The truce resulted from weeks of negotiations between U.S. officials and insurgents that have been recently labeled by President Bush as “rejectionists.”
Mr. Bush also referred to other insurgent troops as “terrorists” and “Saddamists,” with whom U.S. officials in Baghdad say they will not meet.
A prominent Sunni religious leader in Anbar province, Sheik Abed al-Latif Hemaiym, told The Times in an interview in Amman that Sunnis were prepared to work with the Americans.
“We now believe we must get on good terms with the Americans,” Sheik Hemaiym said. “As Arab Sunnis, we believe that within this hot area of Iraq, facing challenges from neighboring nations who want to swallow us, especially the Iranians, we feel we have no alternative.”
The willingness of U.S. officials to talk directly with many, if not most, insurgents marked a huge change from American thinking at the onset of the war.

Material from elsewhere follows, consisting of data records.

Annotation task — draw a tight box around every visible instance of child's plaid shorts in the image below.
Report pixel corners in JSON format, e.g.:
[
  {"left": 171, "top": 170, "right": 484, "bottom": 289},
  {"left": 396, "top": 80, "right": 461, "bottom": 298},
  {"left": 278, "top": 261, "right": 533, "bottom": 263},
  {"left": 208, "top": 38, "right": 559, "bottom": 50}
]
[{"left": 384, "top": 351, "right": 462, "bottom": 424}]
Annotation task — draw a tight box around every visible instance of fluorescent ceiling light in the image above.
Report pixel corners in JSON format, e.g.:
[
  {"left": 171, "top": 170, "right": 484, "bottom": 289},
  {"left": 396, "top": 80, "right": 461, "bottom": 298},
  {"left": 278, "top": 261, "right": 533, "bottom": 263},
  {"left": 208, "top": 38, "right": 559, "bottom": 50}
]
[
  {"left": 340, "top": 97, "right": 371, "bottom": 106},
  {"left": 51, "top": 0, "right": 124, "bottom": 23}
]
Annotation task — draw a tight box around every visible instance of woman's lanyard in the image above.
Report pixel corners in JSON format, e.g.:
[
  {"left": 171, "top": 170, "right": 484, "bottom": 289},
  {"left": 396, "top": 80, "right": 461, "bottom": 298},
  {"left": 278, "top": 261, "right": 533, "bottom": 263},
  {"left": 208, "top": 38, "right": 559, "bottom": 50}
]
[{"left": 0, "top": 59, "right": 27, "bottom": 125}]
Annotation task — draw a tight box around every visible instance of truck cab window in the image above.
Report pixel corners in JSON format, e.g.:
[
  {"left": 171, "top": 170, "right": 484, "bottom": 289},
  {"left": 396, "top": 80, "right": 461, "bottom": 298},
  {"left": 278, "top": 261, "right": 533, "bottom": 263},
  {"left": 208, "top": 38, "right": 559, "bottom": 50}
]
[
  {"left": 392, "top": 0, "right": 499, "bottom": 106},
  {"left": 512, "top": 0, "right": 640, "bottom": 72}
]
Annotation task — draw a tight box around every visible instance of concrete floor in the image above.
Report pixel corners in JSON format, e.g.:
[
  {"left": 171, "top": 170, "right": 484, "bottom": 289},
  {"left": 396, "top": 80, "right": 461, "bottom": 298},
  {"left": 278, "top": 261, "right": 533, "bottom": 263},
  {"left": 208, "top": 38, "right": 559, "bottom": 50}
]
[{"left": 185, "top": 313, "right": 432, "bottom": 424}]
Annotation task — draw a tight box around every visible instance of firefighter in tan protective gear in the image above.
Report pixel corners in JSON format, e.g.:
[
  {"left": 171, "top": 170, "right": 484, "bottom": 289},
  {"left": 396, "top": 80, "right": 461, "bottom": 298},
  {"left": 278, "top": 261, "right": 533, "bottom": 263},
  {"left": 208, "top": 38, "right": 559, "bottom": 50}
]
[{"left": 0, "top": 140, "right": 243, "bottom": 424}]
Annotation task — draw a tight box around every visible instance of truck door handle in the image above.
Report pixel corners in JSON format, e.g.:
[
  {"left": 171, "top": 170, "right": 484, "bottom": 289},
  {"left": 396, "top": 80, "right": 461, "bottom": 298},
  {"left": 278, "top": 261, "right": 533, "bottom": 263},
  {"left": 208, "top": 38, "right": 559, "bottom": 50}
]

At the time, U.S. military planners anticipated a long-term military relationship with Iraq after the overthrow of Saddam Hussein, with the possibility of Iraq hosting American forces permanently.
Secretary of State Condoleezza Rice yesterday said “the time is coming” for U.S. forces to leave Iraq, but she has declined to give a deadline.
“For a proud people like the Iraqis, nobody wants to have foreign forces on your soil,” Miss Rice said in an interview with the Associated Press.
“They want to take responsibility for their own future. I think that’s a healthy thing,” she said.
Despite the truce, a number of small attacks occurred before, during and after the election. But the week was notable for the absence of any spectacular bombings.
Al Qaeda was never part of the truce, and yesterday it reportedly threatened to continue its campaign of terrorism.
“We say to our [Sunni] brothers: do not be fooled by what you have heard of the propaganda from the crusaders and their footmen,” said an Internet statement from Al Qaeda in Iraq.
“The coming days will show you the fate of this ‘democratic marriage’ and the marriage of prostitution that it celebrated,” said the statement on a frequently used terrorist Web site.
The group, led by Jordanian Abu Musab Zarqawi, also said it did not halt attacks during last week.